Enhanced gate-bias stress stability of organic field-effect transistors by introducing a fluorinated polymer in semiconductor/insulator ternary blends

Abstract

Solution-processed polymer semiconductors are key materials in the fabrication of lightweight, low-cost, and flexible electronic devices without using the high-vacuum process. For practical applications, reliable device operations based on these materials are required. In this study, we propose a strategy to improve the operation stability of organic field-effect transistors (OFETs) using solution-processed polymer semiconductor/insulator blends as the active channel prepared by introducing a fluorinated insulating polymer in the blends. The semiconducting polymer forms nanowire networks in spin-coated ternary blend films, which serve as charge transport pathways in the insulating polymer matrix consisting of the fluorinated polymer and polystyrene.

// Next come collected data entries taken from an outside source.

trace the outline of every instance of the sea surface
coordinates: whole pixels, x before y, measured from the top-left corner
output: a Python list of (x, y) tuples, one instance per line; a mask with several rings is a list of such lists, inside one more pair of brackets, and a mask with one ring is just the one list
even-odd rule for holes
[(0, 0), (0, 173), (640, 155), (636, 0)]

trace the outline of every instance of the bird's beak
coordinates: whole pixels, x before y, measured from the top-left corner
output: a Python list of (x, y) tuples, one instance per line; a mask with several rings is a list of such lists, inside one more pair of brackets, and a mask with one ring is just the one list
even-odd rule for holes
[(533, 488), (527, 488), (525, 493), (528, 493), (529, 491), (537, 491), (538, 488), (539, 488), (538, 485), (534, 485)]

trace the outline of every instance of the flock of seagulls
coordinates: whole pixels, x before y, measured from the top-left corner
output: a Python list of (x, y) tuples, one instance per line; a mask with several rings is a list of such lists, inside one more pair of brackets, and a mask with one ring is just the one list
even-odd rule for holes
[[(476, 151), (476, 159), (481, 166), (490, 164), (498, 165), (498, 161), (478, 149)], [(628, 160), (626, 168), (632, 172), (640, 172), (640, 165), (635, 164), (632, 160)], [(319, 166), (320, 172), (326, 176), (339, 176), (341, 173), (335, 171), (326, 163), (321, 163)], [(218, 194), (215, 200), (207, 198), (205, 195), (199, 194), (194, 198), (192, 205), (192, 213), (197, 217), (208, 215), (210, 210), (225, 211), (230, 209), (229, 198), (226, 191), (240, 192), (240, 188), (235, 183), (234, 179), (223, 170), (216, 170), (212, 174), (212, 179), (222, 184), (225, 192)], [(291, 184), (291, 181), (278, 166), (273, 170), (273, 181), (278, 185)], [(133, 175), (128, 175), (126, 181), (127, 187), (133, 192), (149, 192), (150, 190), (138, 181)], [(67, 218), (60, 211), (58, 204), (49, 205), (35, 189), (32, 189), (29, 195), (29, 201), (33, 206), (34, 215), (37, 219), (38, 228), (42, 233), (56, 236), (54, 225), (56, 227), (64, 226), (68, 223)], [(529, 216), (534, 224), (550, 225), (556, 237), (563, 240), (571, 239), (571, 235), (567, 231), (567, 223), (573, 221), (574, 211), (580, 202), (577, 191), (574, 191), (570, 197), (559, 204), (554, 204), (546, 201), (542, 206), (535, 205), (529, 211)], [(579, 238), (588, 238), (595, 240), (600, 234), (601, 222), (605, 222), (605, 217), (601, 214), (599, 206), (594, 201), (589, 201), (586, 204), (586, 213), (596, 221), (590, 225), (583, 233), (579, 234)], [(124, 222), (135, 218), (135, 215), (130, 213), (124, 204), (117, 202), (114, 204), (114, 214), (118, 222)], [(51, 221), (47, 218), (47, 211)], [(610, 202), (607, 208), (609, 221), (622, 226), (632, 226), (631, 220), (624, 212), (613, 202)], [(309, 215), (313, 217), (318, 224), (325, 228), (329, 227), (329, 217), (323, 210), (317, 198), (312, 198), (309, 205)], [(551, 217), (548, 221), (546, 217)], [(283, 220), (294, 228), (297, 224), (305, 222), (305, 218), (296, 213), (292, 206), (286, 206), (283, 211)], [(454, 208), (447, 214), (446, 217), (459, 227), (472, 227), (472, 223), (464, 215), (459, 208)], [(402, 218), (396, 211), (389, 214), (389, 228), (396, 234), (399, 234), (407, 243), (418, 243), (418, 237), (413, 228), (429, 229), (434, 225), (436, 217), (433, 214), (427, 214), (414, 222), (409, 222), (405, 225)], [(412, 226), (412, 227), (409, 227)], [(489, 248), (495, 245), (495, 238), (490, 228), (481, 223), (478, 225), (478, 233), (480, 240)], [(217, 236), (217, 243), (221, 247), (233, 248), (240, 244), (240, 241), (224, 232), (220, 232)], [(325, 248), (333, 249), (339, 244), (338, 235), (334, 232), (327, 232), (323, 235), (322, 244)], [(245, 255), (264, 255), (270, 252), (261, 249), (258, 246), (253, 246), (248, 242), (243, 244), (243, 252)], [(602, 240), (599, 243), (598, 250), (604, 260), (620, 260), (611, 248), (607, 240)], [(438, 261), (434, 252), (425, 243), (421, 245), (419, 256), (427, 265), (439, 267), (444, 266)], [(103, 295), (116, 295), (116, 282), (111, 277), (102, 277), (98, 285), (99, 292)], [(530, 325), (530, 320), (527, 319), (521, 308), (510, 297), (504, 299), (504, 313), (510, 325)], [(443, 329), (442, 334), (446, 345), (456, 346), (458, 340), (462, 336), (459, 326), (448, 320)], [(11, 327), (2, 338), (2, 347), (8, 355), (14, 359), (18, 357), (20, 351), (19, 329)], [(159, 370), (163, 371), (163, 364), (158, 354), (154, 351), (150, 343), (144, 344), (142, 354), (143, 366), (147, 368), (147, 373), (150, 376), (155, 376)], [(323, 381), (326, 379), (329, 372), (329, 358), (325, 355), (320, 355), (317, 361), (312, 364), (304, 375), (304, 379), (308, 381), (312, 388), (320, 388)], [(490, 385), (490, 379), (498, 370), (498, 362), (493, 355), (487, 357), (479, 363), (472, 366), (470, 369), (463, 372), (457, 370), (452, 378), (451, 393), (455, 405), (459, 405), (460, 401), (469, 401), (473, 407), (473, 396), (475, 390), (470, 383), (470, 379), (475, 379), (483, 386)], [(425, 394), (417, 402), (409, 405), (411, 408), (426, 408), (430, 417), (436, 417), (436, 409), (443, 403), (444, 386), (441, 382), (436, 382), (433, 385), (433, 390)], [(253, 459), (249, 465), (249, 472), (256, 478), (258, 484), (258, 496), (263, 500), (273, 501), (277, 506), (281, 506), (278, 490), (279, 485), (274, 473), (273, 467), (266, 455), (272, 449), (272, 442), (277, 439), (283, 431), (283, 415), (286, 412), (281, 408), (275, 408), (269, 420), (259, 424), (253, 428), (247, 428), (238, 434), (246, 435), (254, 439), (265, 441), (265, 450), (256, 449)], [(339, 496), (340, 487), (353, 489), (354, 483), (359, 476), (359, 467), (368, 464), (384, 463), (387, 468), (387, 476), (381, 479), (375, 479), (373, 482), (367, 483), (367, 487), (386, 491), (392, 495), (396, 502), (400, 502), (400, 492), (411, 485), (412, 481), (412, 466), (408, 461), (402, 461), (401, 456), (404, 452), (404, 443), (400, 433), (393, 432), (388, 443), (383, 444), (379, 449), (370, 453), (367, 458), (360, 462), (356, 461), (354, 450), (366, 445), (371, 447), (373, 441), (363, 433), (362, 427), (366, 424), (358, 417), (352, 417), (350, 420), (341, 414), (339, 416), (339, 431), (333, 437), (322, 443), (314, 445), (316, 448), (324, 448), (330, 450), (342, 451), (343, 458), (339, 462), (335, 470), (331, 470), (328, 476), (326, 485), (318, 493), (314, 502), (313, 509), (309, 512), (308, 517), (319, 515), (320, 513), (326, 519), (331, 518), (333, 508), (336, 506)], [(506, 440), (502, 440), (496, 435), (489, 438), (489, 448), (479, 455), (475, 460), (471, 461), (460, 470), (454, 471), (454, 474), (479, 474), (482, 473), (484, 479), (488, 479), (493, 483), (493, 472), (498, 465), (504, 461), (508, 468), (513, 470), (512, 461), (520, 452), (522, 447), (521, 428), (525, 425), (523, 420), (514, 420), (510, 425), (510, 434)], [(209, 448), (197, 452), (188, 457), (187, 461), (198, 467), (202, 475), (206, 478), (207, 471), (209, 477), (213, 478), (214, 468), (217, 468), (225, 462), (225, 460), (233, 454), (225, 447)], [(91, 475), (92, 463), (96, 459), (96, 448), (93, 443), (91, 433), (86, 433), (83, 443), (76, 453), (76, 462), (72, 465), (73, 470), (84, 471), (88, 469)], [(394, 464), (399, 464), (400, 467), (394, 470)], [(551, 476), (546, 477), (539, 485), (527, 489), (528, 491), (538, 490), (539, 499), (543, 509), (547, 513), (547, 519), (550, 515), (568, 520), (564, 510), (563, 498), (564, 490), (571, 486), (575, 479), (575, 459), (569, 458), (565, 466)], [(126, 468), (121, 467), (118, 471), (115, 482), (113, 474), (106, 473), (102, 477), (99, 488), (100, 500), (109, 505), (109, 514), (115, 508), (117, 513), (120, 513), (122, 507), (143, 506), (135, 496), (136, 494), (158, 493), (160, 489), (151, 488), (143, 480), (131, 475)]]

Owing to its high surface potential attributed to the strongly electron-withdrawing structure, the fluorinated polymer provides a large energy barrier for suppression of the hole trapping at the semiconductor/insulator interface. Consequently, OFETs based on the ternary blend films with an optimized polymer composition exhibit almost hysteresis-free transfer and output characteristics and superior electrical stabilities under sustained gate-bias stresses in both N2 and air atmospheres. We believe that our study provides a practical route to the fabrication of OFETs based on polymer semiconductor/insulator blend systems with high operation stabilities.